Publication year - 2014
Publication title -
clinical and experimental allergy
Language(s) - English
Resource type - Journals
SCImago Journal Rank - 1.462
H-Index - 154
eISSN - 1365-2222
pISSN - 0954-7894
DOI - 10.1111/cea.12290
Subject(s) - foxp3 , il 2 receptor , sensitization , immunology , allergy , peripheral blood mononuclear cell , population , medicine , biology , t cell , immune system , biochemistry , environmental health , in vitro
Summary Background The role of FOXP 3 + regulatory T cells in the prevention against sensitization and allergy development is controversial. Objective We followed 65 newborn Swedish children from farming and non‐farming families from birth to 3 years of age and investigated the relation between CD 4 + T cell subsets in blood samples and development of sensitization and allergic disease. Methods The proportions of FOXP 3 + CD 25 high , CTLA ‐4 + CD 25 + , CD 45 RO + , HLA ‐ DR + , CCR 4 + or α4β7 + within the CD 4 + T cell population were examined by flow cytometry of blood samples at several time‐points.
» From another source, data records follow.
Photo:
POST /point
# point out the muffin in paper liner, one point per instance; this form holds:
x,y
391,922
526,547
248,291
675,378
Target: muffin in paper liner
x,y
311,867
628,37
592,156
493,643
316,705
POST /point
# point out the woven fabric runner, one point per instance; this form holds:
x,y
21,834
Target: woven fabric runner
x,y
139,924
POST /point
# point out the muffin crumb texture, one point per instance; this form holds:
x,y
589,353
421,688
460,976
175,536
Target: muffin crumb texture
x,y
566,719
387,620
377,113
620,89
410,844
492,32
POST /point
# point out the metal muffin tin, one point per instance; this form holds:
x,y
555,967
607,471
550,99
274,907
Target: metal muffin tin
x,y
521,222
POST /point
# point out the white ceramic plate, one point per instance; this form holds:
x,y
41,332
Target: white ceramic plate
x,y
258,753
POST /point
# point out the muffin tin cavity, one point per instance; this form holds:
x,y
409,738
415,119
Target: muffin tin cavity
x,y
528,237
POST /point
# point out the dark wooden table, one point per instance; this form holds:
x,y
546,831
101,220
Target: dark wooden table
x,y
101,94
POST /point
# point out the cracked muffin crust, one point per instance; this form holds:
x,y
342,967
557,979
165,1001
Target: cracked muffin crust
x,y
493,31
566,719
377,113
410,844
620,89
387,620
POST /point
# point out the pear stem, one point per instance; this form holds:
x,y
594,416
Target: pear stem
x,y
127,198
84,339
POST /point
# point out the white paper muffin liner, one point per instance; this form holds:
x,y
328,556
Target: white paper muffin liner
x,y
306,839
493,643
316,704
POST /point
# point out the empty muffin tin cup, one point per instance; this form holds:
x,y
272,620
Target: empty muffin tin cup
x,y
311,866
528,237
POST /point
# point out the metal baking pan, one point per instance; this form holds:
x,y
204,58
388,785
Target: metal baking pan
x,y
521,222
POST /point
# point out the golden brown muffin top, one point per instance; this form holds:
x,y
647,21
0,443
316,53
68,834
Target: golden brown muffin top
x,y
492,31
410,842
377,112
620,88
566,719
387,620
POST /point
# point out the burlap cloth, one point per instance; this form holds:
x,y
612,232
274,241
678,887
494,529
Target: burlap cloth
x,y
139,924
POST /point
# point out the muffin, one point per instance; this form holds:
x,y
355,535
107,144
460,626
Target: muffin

Mononuclear cells were isolated from blood and stimulated with birch allergen, ovalbumin or the mitogen PHA , and the levels of IL ‐1β, IL ‐6, TNF , IFN ‐γ, IL ‐5 and IL ‐13 were measured. A clinical evaluation regarding the presence of allergen‐specific IgE and allergy was performed at 18 and 36 months of age. Results Multivariate discriminant analysis revealed that children who were sensitized at 18 or 36 months of age had higher proportions of FOXP 3 + CD 25 high T cells at birth and at 3 days of life than children who remained non‐sensitized, whereas allergy was unrelated to the neonatal proportions of these cells. The proportions of CTLA ‐4 + CD 25 + T cells were unrelated to both sensitization and allergy. The association between higher proportions of FOXP 3 + CD 25 high T cells and sensitization persisted after exclusion of farmer's children. Finally, a farming environment was associated with lower proportions of FOXP3 + CD25 high T cells in early infancy and to a more prominent T cell memory conversion and cytokine production. Conclusion & Clinical Relevance Our results indicate that high proportions of FOXP 3 + CD 25 high T cells in neonates are not protective against later sensitization or development of allergy.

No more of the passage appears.